Normandy144 · 24/02/2019 10:00

Also was going to add, you are in 'wedding fair' season at the moment, they are usually Jan through to April. So why not draw up a list of venues, visit them and see what's possible. At best you will find you can secure a venue you love for a date this year. At worst, you decide on a venue with limited availability and decide to go for the longer engagement. At least by viewing venues now the option of a Dec 2019 wedding is still very much on the cards. I don't think you have anything to lose.
Also correct me if I am wrong but you say you have a baby together, so are you on maternity leave at the moment? I planned most of our wedding during the last few months of my maternity leave. Was much easier to get out and visit venues and dress shops in the week as I found they had plenty of available appointments. I then drew up a short list and took DH to the best ones on the weekend.

SweetheartNeckline · 24/02/2019 10:00

We got engaged at the end of November and married at the end of September so 10 months. 80 day and 110 evening guests, church wedding with "proper" dress / bridesmaids / groomsmen / photographer / sit down meal / disco / cake. We even had time to make our own invitations, cake and favours. We could've easily got married in the May and very nearly did but DH has bad hayfever, plus I was studying for my degree so didn't want to clash with exams

Honestly 9-10 months is absolutely bags of time and I wouldn't personally want to wait to be married with young DC, especially if I was late 30s and wanting another child after marriage.

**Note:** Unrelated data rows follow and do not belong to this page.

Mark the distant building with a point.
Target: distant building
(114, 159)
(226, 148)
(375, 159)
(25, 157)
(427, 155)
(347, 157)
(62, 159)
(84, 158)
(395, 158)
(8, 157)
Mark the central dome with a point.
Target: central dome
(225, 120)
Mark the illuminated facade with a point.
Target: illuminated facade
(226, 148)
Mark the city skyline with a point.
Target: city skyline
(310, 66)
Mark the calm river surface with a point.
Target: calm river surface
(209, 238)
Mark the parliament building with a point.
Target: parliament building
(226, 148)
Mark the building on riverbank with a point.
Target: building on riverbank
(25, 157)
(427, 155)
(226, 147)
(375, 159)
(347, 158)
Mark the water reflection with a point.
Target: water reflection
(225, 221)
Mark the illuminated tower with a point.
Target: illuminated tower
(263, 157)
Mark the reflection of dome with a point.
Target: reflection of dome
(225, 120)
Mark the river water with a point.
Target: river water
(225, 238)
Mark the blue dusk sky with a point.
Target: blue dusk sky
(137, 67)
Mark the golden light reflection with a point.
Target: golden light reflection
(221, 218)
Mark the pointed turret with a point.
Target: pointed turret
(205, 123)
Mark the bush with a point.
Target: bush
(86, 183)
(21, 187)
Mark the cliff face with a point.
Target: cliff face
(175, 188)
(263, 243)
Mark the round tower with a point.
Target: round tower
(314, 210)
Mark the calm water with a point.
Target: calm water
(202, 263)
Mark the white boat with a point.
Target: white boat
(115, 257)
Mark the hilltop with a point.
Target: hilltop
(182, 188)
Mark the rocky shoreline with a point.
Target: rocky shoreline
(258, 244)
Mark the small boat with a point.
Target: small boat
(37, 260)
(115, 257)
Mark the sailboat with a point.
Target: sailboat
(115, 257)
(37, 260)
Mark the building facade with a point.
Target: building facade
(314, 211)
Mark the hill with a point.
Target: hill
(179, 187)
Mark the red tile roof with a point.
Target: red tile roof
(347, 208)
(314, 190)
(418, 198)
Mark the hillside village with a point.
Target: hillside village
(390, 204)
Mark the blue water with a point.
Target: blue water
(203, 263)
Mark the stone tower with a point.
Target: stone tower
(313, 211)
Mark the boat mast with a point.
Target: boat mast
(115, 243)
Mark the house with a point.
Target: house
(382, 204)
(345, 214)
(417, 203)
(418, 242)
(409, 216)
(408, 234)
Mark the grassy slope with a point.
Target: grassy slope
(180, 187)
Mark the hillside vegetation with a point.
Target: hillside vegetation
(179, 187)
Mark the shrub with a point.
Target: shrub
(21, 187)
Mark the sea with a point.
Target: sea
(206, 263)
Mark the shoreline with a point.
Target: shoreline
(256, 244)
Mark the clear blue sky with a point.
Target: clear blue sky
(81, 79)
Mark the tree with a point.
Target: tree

CurbsideProphet · 24/02/2019 10:03

We got engaged in autumn 2018 and are getting married this year. We own a house and don't want to wait, plus we weren't desperate for the ultimate barn in the middle of nowhere venue that gets booked up years in advance. I bought a sample dress, so no waiting at least 6 months for that to arrive from China Grin

Thumbcat · 24/02/2019 10:07

We were engaged in April and married in January which was more than enough time to plan. We were also going to have a Christmas wedding but our venue had a special offer for January weddings and we saved a lot of money by putting it back a couple of weeks.